2005 novel by Gregory Galloway

As Simple As Snow (2005) is a mystery novel by Gregory Galloway. It tells the story of a high-school aged narrator who meets a Gothic girl, Anna Cayne. Through postcards, a shortwave radio, various mix-CDs, and other erratic interests, Cayne eventually wins the heart of the narrator. However, a week before Valentine's Day, she goes missing, leaving only a dress on the ice and secret codes to help the narrator and the reader find out where she has gone.

==Overview==
In a labyrinth of art, magic, cryptic codes and young love, the author presents a coming-of-age novel that seems designed to puzzle readers of all ages. Moreover, it is an adolescent's quest to unravel the clues his girlfriend may have left behind after her mysterious disappearance.

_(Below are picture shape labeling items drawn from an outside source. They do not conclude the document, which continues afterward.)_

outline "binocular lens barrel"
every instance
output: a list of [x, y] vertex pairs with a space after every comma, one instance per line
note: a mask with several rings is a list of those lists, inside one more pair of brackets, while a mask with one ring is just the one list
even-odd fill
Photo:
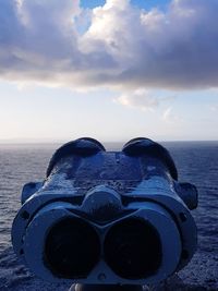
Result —
[[[124, 279], [144, 279], [161, 264], [161, 242], [147, 221], [129, 218], [106, 234], [108, 266]], [[82, 219], [64, 218], [52, 226], [45, 243], [45, 264], [60, 278], [85, 278], [99, 262], [100, 242], [95, 229]]]
[[105, 240], [105, 256], [110, 268], [124, 279], [144, 279], [161, 264], [161, 242], [147, 221], [130, 218], [114, 225]]
[[64, 218], [51, 227], [45, 243], [45, 264], [57, 277], [85, 278], [99, 256], [98, 235], [84, 220]]

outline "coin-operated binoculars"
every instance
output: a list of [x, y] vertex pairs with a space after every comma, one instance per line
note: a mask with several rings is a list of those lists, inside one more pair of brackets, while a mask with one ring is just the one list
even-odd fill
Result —
[[178, 182], [161, 145], [134, 138], [121, 151], [106, 151], [80, 138], [55, 153], [44, 182], [24, 185], [13, 247], [45, 280], [138, 290], [192, 258], [196, 206], [195, 186]]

The young narrator goes unnamed throughout the novel. He disparages himself initially as embarrassingly bland and inexperienced. His new girlfriend Anastasia (Anna) Cayne is instead presented as a complicated high school goth girl with a penchant for riddles and affectionate mind games. Anna spends much of her time creating obituaries for every living person in town and introducing the narrator to a wider landscape of art, music and literature. She is unlike anyone the narrator has ever known and soon finds himself enveloped in a world of Houdini tricks, strange art, covert messages, and ghost stories – although her past remains an even bigger mystery.

But a week before Valentine's Day, Anna disappears, leaving behind nothing except a trail of mysterious clues and a string of unanswered questions. Determined to find Anna, the narrator turns amateur detective in order to piece together the elements of the preceding months. Soon the fragments of events, conversations, and letters (and new messages that continue to arrive) coalesce into haunting and surprising revelations about friends, family and especially about Anna Cayne. Perhaps these revelations will solve the puzzle of Anna's disappearance, whether her own invention, or something more sinister.